O Programa Mundial de Alimentos das Nações Unidas já anunciou que, a partir de janeiro, precisará reduzir o fornecimento de alimentos no Sudão ao mínimo absoluto para sobrevivência devido à falta de financiamento.
"Se o mundo não agir urgentemente - diplomática, financeira e moralmente - uma situação já catastrófica vai piorar ainda mais, com milhões de sudaneses e seus vizinhos pagando o preço", alertou Mamadou Dian Balde, diretor regional da Agência da ONU para Refugiados (Acnur) para a África Oriental e Austral.
Civis no centro da guerra
Friedrich-Rust também teme que o Cordofão esteja prestes a se transformar numa segunda Al-Fashir, onde as RSF cometeram atrocidades em massa durante sua tomada de poder, em novembro.
O Laboratório de Pesquisa Humanitária da Universidade de Yale (HRL), que usa imagens de satélite para monitorar atrocidades, alertou que as RSF destruíram e ocultaram evidências de seus assassinatos em massa.
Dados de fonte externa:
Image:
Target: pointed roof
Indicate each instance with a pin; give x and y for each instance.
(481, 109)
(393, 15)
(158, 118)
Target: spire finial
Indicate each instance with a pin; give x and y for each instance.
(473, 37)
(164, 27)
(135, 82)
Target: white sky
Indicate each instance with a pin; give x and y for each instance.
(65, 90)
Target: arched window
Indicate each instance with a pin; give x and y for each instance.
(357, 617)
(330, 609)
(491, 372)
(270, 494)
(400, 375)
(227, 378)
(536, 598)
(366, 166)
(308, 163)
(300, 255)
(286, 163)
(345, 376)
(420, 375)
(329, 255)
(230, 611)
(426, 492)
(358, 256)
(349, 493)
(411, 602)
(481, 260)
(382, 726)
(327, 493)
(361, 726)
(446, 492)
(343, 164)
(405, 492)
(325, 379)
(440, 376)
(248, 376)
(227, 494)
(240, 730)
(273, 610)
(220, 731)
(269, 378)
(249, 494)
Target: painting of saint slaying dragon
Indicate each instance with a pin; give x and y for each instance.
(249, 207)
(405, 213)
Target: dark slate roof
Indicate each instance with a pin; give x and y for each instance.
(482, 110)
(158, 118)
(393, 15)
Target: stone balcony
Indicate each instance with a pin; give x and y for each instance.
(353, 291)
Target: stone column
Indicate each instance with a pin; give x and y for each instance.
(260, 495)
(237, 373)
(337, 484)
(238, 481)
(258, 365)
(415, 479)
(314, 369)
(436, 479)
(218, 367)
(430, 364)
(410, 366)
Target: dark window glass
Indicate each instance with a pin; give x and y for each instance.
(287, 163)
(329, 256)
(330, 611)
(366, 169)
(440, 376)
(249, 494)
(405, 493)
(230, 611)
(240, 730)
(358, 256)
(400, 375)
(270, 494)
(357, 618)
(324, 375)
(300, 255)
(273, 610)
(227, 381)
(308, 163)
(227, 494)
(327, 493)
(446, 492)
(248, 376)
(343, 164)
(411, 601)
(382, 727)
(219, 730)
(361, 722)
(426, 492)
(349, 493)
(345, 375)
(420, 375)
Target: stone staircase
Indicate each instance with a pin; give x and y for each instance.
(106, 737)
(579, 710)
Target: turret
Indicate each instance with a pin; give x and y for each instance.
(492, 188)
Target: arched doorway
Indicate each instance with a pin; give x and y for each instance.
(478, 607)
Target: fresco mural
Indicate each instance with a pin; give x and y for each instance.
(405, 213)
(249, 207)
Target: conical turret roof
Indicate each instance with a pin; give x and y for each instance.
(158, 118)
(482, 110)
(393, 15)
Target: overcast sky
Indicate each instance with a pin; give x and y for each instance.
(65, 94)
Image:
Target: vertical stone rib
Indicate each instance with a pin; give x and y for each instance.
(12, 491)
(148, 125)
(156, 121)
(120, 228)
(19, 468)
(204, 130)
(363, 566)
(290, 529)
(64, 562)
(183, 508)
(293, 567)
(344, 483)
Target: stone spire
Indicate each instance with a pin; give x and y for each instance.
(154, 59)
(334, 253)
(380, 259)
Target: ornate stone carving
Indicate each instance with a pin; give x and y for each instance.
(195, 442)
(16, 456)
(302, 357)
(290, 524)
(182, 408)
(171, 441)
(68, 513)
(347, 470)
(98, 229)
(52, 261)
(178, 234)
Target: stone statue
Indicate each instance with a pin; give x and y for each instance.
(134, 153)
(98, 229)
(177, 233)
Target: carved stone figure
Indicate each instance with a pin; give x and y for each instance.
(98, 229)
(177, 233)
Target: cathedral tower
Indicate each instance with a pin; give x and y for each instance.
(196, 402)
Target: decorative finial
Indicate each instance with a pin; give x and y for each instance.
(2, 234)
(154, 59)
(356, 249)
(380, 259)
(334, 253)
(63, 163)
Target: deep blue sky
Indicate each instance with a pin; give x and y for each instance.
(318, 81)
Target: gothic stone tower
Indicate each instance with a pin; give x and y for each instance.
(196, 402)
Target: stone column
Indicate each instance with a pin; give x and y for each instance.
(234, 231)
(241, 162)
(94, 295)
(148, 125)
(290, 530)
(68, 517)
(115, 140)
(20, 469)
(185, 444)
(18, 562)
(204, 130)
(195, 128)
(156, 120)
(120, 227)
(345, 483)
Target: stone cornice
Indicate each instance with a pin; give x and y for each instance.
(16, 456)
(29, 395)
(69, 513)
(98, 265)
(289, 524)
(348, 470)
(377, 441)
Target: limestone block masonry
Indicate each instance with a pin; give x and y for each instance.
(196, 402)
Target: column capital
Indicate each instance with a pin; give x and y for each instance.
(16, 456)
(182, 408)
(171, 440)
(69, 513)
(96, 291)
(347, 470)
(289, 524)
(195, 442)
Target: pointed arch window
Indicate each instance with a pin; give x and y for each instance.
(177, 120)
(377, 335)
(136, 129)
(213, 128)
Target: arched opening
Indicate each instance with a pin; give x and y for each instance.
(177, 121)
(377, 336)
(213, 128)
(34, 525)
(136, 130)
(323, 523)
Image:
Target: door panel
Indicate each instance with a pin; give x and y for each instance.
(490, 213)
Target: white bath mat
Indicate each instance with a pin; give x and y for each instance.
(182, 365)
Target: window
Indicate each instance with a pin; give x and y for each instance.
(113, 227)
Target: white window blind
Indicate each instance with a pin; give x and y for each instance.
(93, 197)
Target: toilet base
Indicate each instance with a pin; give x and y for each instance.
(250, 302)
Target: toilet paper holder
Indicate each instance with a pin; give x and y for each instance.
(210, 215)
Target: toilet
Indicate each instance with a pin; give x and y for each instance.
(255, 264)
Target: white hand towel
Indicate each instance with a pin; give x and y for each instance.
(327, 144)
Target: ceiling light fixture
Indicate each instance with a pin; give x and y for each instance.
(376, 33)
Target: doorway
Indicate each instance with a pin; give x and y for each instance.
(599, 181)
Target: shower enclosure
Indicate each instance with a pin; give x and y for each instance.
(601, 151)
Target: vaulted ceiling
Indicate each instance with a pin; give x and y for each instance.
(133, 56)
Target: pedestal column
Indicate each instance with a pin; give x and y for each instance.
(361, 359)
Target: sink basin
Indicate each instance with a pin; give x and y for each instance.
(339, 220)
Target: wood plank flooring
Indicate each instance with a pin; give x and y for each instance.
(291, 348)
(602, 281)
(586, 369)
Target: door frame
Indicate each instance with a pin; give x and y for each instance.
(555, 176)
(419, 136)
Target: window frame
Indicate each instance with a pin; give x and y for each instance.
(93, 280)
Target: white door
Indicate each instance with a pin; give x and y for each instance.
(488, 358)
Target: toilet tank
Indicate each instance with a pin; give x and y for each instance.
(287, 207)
Dos 150 agrupamentos de objetos compatíveis com restos humanos inicialmente identificados pelo HRL, quase 60 não são mais visíveis. Em vez disso, surgiram oito alterações no solo perto dos locais das matanças, disse o laboratório.
"A realidade é que ambas as partes do conflito e seus aliados não apenas falharam em proteger civis como os ataques aos civis estão no centro da guerra", afirma o ativista Philippe Dam, da ONG Human Rights Watch.
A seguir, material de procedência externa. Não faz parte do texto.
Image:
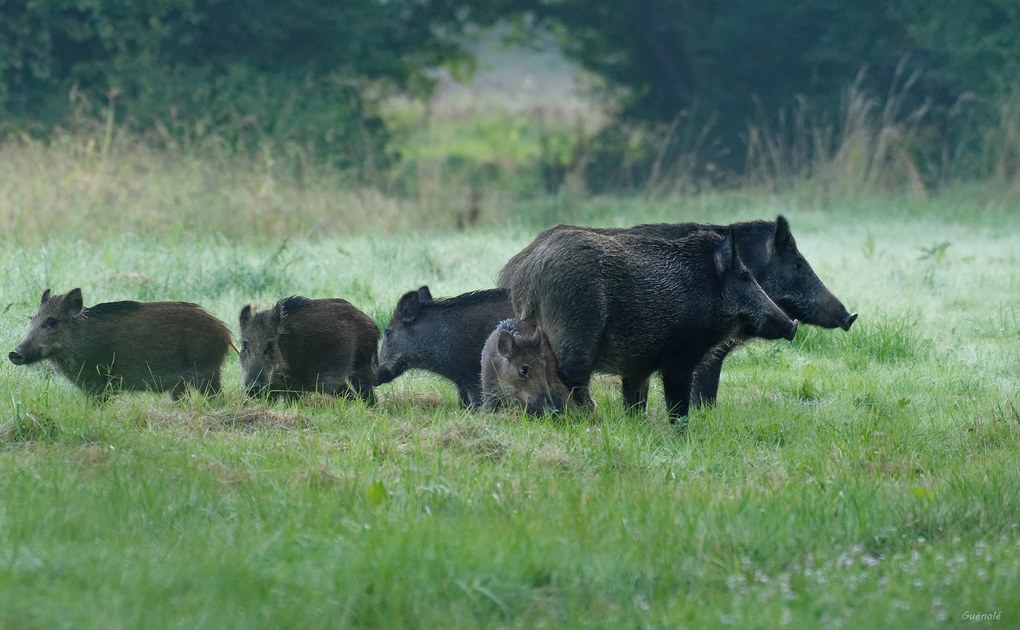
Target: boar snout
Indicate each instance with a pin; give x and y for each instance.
(793, 330)
(385, 375)
(257, 387)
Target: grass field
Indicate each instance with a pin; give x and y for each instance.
(847, 479)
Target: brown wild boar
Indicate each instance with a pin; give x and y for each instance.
(303, 345)
(157, 346)
(518, 369)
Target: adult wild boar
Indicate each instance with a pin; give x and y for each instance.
(303, 345)
(770, 253)
(157, 346)
(518, 369)
(444, 336)
(634, 305)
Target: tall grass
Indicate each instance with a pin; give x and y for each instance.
(848, 478)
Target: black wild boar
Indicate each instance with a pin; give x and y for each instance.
(444, 336)
(157, 346)
(768, 250)
(518, 369)
(633, 305)
(302, 345)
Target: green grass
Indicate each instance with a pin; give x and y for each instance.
(864, 479)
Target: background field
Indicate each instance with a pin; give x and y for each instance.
(858, 478)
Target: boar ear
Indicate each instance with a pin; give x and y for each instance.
(724, 254)
(72, 302)
(504, 343)
(783, 238)
(409, 307)
(276, 319)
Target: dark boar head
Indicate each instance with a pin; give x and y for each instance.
(402, 343)
(525, 368)
(744, 300)
(51, 329)
(263, 366)
(788, 279)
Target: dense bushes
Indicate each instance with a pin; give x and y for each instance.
(698, 90)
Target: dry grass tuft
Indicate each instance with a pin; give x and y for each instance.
(248, 419)
(473, 438)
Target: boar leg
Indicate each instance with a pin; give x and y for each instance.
(179, 389)
(361, 383)
(210, 385)
(635, 392)
(676, 387)
(705, 388)
(469, 398)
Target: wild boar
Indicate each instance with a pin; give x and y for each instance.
(633, 305)
(518, 369)
(444, 336)
(157, 346)
(769, 252)
(302, 345)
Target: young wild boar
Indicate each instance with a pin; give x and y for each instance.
(444, 336)
(518, 369)
(157, 346)
(768, 250)
(634, 305)
(302, 345)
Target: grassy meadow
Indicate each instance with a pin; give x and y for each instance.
(846, 479)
Ele afirma que, embora a maioria dos casos de violência sexual, de ataques a hospitais e trabalhadores da ajuda humanitária e de uso de armas explosivas em áreas densamente povoadas seja responsabilidade das RSF, as SAF também cometem graves violações contra civis, incluindo detenções arbitrárias de trabalhadores da ajuda humanitária.
Ajuda insuficiente da UE
Em dezembro, a UE começou a enviar cem toneladas de ajuda humanitária para a região sudanesa de Darfur. A ponte aérea terminará em janeiro de 2026 e custará 3,5 milhões de euros, financiados pelo orçamento humanitário da Comissão Europeia.
Especialistas alertam que a iniciativa é uma gota no oceano. O fim da Agência dos Estados Unidos para o Desenvolvimento Internacional (USaid, na sigla em inglês) e os cortes na ajuda externa de países europeus forçaram o fechamento de programas essenciais, como cozinhas comunitárias.
"A necessidade de ajuda é enorme, mas até agora apenas 35% dos recursos financeiros necessários para a ajuda humanitária foram disponibilizados", diz Friedrich-Rust.
Para Dam, já passou da hora de a UE agir com medidas robustas para enfrentar os crimes cometidos por ambos os lados e pressionar os apoiadores do conflito. "É chocante que o líder das RSF, general Mohammed Dagalo, ainda não tenha sido sancionado pela UE, apesar das evidências claras de sua responsabilidade nos crimes cometidos."
Enquanto as SAF são apoiadas principalmente pelo Egito, as RSF seriam apoiadas pelos Emirados Árabes Unidos, que negam qualquer envolvimento.